Que faut-il faire de la bête sacrifiée ?

  1. Consommation : Il est préférable, pour celui qui a offert un sacrifice, de ne rien manger ce jour-là avant de manger de sa bête sacrifiée, si cela lui est possible, en raison du hadith : « Que chacun mange de son sacrifice. » (Al-Bukhari). Cette consommation doit avoir lieu après la prière de l’Eid et la khutbah. Tel est l’avis des savants. La preuve en est le hadith de Buraydah — qu’Allah l’agrée — selon lequel : « Le Prophète — paix et bénédictions sur lui — ne sortait pas le jour de Fitr avant d’avoir mangé, et il ne mangeait pas le jour d’Adha avant d’avoir égorgé son sacrifice. »

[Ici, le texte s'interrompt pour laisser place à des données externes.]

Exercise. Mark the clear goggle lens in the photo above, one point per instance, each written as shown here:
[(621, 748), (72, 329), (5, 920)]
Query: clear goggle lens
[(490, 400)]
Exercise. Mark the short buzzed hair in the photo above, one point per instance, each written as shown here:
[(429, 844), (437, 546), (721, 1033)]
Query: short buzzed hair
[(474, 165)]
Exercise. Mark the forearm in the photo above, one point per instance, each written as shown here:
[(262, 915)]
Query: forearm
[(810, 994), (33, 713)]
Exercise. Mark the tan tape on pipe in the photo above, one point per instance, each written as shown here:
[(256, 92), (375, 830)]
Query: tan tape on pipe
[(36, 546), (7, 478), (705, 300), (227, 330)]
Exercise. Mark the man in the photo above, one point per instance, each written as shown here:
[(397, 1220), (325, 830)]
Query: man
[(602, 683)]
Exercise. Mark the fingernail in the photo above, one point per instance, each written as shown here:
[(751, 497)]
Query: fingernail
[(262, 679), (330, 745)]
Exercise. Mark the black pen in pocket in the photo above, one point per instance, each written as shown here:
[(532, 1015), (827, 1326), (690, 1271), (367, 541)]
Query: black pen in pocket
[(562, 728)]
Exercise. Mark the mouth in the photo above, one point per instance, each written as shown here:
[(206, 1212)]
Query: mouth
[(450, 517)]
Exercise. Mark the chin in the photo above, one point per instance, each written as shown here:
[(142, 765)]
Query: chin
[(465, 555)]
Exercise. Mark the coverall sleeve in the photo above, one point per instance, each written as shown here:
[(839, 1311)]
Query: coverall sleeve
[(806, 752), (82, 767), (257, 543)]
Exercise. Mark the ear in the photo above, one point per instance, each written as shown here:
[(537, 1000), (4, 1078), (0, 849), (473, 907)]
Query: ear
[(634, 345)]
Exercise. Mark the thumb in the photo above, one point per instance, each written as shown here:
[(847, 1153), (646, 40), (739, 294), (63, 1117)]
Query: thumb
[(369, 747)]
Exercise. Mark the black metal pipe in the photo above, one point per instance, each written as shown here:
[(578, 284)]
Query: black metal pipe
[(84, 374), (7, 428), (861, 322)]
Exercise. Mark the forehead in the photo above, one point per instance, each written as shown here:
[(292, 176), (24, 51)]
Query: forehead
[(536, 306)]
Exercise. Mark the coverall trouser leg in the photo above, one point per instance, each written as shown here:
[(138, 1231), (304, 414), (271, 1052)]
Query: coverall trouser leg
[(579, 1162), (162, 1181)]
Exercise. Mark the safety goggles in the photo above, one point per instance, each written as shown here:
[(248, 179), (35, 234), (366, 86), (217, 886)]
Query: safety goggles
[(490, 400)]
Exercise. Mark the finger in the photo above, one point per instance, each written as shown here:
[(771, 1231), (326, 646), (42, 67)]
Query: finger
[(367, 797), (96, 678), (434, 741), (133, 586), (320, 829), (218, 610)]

  2. Immolation : Il est préférable que la personne égorge elle-même son sacrifice. Si elle ne le fait pas, il est recommandé — mustahabb — qu’elle soit présente au moment de l’abattage.

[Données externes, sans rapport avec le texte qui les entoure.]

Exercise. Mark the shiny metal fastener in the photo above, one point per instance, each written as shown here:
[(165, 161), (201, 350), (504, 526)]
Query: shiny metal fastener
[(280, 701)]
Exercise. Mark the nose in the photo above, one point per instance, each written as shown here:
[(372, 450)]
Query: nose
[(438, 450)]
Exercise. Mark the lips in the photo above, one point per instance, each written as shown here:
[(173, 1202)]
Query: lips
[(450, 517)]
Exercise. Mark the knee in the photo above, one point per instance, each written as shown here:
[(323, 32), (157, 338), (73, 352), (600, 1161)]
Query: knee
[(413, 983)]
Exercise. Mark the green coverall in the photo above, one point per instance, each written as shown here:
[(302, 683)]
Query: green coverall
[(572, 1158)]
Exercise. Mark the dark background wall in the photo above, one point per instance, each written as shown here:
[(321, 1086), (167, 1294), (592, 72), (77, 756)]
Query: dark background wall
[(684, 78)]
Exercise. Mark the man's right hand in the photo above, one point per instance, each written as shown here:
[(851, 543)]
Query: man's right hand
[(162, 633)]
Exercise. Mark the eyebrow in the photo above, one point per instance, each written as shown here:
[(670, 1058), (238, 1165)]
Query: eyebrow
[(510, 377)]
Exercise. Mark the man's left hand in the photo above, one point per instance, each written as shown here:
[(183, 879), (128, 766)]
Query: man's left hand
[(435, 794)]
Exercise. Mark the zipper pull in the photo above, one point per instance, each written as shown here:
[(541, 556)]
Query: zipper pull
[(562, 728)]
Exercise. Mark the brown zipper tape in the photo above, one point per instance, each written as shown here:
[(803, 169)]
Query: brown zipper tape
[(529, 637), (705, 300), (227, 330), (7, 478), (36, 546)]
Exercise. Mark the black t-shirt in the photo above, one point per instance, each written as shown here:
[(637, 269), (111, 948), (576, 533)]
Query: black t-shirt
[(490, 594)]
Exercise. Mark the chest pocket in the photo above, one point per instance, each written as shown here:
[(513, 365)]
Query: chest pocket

  3. Répartition : Il est recommandé de diviser la viande en trois parts : un tiers pour sa propre consommation, un tiers à offrir en cadeau, et un tiers à donner en aumône. Tel était l’avis d’Ibn Mas‘ud et d’Ibn ‘Umar — qu’Allah les agrée. Les savants sont unanimes sur le fait qu’il n’est pas permis de vendre quoi que ce soit de sa viande, de sa graisse ou de sa peau. Dans un hadith authentique, il est rapporté que le Prophète — paix et bénédictions sur lui — a dit : « Celui qui vend la peau de son udhiyah n’a pas d’udhiyah » — c’est-à-dire que son sacrifice n’est pas compté comme udhiyah. (Al-Bukhari).
  4. Boucher : Il ne faut rien donner au boucher de cette bête à titre de salaire ou de paiement, car ‘Ali — qu’Allah l’agrée — a dit : « Le Messager d’Allah — paix et bénédictions sur lui — m’a ordonné de m’occuper du sacrifice, de donner sa viande, sa peau et sa couverture en aumône, et de ne rien en donner au boucher comme compensation. Il a dit : “Nous lui donnerons quelque chose de ce que nous possédons.” » (Al-Bukhari et Muslim). Il a été dit qu’il est permis de donner au boucher quelque chose à titre de cadeau. Il est également permis d’en donner une part à un non-musulman s’il est pauvre, ou s’il est un proche ou un voisin, ou encore dans le but de rapprocher son cœur de l’Islam.